The EU’s Single Resolution Fund (SRF), which authorities can use when they are winding down a large and interconnected bank to purchase assets from it or soften the blow to investors, is currently capped at €55 billion. It should be expanded, for example by obtaining a credit line from the eurozone rescue fund, (the European Stability Mechanism, ESM). This would ensure it can intervene in a major crisis.
The ESM should also be allowed to intervene more easily in a troubled bank. In theory, the ESM has the power to do so, but any intervention still requires a contribution from the domestic governments, which would add to the deficit and potentially raise investors’ concerns over debt.
The eurozone also needs what it can’t quite bring itself to create right now: a joint guarantee on deposits. Depositors should know that their current accounts (up to €100,000—the amount currently protected in all EU countries) enjoy a European safeguard, regardless of the severity of the banking crisis which is happening in their country.

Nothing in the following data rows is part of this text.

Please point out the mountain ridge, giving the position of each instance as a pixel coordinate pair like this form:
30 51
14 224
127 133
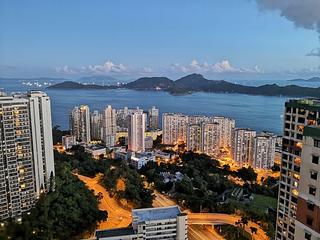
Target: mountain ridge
197 83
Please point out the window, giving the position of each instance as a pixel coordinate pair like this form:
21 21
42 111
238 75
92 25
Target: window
307 236
310 206
315 159
312 190
313 175
309 221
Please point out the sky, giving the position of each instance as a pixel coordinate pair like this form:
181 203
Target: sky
229 39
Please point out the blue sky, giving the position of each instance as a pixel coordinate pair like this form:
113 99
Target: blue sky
231 39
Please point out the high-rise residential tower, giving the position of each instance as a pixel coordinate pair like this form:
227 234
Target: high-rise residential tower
298 114
17 189
153 116
80 123
109 126
136 132
307 224
227 126
210 138
26 151
264 151
41 127
243 146
194 138
174 128
96 125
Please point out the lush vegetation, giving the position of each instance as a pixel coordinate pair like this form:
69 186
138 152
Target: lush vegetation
201 186
205 186
131 184
112 173
69 212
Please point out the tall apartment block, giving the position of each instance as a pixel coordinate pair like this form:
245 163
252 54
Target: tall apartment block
264 150
174 128
41 127
109 126
80 123
151 223
227 126
26 151
194 138
298 114
243 146
210 138
136 132
203 138
96 125
153 116
307 224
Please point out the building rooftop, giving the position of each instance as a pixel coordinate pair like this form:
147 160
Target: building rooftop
312 131
152 214
114 232
312 104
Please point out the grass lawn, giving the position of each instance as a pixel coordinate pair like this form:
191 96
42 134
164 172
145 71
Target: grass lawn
259 204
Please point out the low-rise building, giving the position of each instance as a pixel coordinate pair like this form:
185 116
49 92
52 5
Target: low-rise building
68 141
151 223
148 142
96 151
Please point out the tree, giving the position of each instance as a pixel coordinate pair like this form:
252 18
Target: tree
68 212
247 174
253 231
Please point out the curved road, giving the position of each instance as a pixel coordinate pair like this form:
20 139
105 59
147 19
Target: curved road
220 219
119 217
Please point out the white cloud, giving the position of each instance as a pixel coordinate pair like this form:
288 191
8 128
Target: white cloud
314 52
303 13
65 70
219 67
106 68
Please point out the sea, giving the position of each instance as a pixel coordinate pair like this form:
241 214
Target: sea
260 113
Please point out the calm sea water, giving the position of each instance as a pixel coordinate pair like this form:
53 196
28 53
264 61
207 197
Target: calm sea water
256 112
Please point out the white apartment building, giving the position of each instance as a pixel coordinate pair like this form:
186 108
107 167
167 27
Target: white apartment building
17 189
80 124
194 137
227 126
210 138
243 146
136 131
153 116
96 125
41 127
307 223
26 151
264 151
109 127
174 128
151 223
297 115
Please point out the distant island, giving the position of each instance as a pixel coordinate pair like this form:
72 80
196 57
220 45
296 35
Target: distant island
197 83
314 79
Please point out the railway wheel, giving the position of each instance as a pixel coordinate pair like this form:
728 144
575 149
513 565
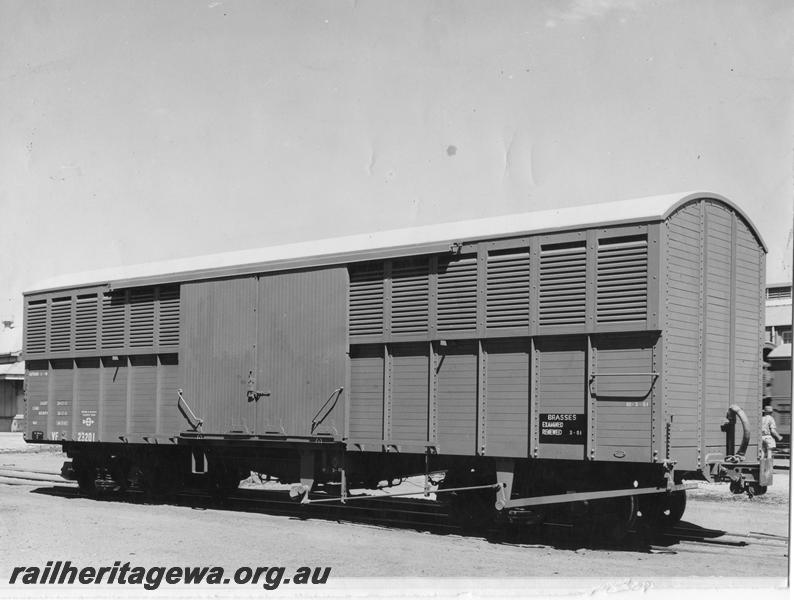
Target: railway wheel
665 510
757 489
612 519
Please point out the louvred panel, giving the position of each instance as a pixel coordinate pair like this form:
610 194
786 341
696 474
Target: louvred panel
457 294
366 299
508 289
622 293
563 278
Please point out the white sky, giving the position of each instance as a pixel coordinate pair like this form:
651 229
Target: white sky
139 131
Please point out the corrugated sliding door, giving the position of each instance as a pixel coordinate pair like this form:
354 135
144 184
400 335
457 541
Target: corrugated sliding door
143 388
456 381
507 397
218 348
366 393
561 386
624 403
409 394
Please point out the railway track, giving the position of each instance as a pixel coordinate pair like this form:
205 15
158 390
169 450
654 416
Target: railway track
418 514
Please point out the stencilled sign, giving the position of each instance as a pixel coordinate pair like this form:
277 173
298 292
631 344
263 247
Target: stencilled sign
562 428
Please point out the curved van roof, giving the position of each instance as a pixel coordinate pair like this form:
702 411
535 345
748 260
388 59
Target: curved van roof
413 240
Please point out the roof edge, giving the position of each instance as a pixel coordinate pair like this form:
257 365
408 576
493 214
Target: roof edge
694 196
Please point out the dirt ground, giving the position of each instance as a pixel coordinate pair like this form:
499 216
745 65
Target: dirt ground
38 524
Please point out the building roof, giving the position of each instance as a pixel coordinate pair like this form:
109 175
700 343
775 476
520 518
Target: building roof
778 315
650 209
12 371
782 351
10 339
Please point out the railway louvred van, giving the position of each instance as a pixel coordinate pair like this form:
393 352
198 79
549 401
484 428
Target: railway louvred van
582 359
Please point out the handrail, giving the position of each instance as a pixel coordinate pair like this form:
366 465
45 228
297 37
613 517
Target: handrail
183 406
335 396
594 375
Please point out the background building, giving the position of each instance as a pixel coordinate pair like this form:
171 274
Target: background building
778 313
12 373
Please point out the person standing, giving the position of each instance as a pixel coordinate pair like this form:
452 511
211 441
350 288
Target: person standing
768 433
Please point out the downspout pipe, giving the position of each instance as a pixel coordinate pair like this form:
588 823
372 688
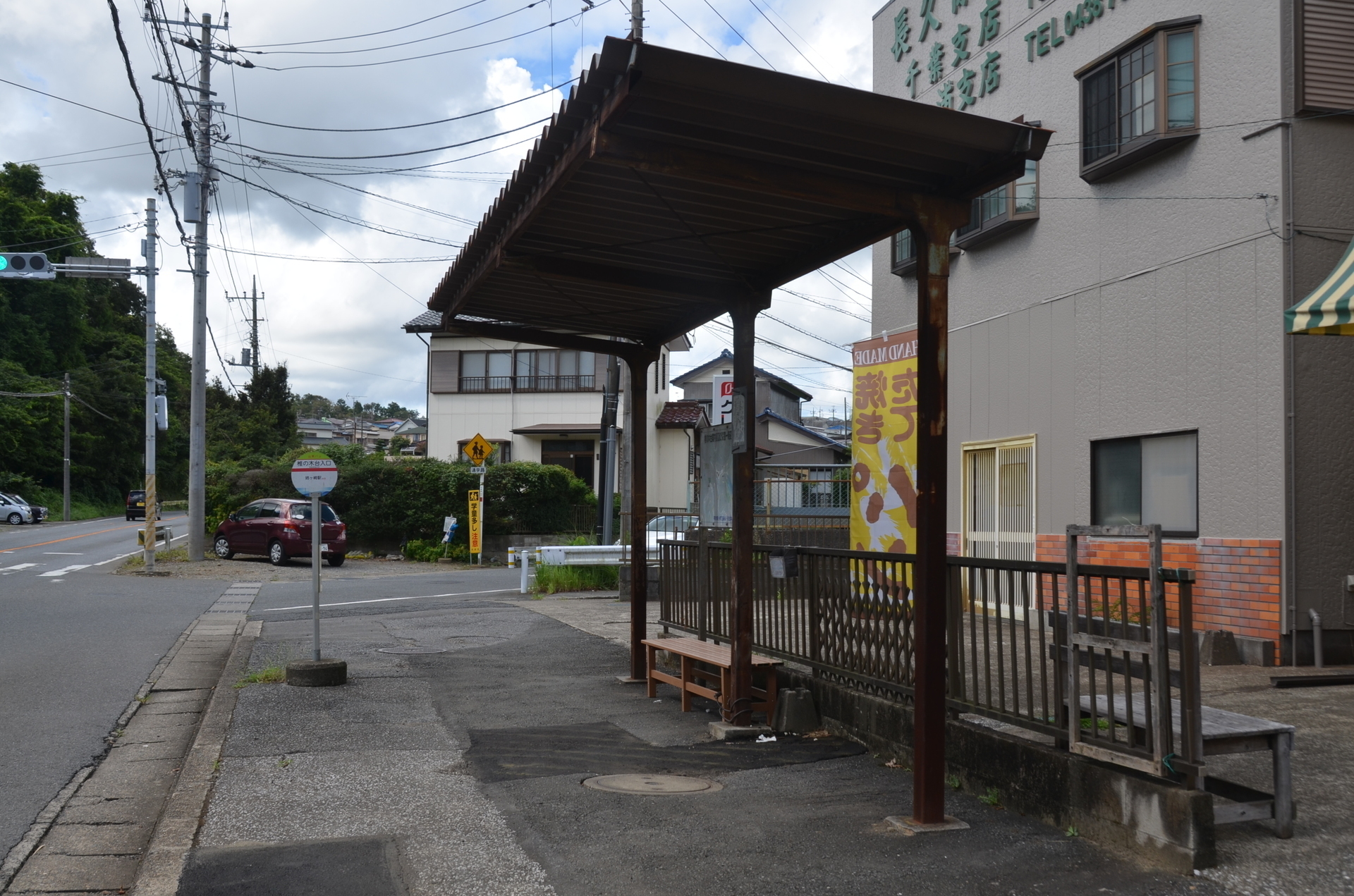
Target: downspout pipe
1318 659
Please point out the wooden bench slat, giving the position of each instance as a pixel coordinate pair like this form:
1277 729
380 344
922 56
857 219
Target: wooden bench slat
705 651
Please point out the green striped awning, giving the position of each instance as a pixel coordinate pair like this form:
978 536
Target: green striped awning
1330 309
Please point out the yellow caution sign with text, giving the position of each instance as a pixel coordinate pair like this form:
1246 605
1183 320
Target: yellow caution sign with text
474 522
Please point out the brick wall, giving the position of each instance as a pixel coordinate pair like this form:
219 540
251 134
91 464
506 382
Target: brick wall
1236 581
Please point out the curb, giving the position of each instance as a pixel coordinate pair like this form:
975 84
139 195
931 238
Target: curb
187 804
41 825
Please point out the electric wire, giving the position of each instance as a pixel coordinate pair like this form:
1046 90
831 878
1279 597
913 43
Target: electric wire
413 152
693 30
788 41
741 37
427 56
391 47
370 34
404 128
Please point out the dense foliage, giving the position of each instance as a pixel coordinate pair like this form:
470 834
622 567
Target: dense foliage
386 504
255 426
92 329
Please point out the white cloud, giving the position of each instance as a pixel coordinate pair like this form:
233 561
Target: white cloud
331 321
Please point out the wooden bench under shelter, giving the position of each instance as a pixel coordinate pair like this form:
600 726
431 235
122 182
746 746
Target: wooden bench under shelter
1226 732
696 651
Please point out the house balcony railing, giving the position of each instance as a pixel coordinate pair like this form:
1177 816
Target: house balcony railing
527 383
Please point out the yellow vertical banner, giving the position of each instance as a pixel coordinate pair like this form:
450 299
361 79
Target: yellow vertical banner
883 505
474 522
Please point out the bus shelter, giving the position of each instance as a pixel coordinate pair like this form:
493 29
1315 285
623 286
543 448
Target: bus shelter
672 188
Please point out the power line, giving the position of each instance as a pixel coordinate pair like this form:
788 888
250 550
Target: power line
694 30
741 37
391 47
403 128
338 216
788 41
798 329
370 34
427 56
413 152
141 113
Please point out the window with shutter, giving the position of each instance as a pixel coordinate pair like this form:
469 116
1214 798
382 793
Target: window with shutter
443 372
1326 41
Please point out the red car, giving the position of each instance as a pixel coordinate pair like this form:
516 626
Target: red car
279 528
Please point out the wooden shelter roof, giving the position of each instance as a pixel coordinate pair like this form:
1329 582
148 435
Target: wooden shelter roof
671 185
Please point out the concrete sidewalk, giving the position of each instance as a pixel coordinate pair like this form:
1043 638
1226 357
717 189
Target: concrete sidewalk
461 772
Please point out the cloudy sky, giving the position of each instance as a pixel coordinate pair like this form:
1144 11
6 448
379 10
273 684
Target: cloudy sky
338 259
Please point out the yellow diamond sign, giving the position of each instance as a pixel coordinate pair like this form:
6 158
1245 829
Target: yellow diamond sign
478 450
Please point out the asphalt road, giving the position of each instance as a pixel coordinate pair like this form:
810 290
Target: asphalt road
75 646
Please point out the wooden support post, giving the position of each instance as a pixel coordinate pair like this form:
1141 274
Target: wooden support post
638 363
936 219
738 704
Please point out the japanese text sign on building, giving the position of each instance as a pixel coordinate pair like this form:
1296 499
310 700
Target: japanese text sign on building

Germany currently leads the opposition to deposit insurance because of fears that taxpayers could be on the hook for less careful Italian or Spanish lending decisions. This is the wrong way to look at it: German banks too have been severely affected by the crisis, because of a string of poor lending and investment decisions. They could just as easily get into trouble again.
The commission and the ECB are right to demand banks be more prudent with their lending. But to fully prepare for future crises, the new measures will not be enough. Bloomberg View
Ferdinando Giugliano writes columns and editorials on European economics for Bloomberg View.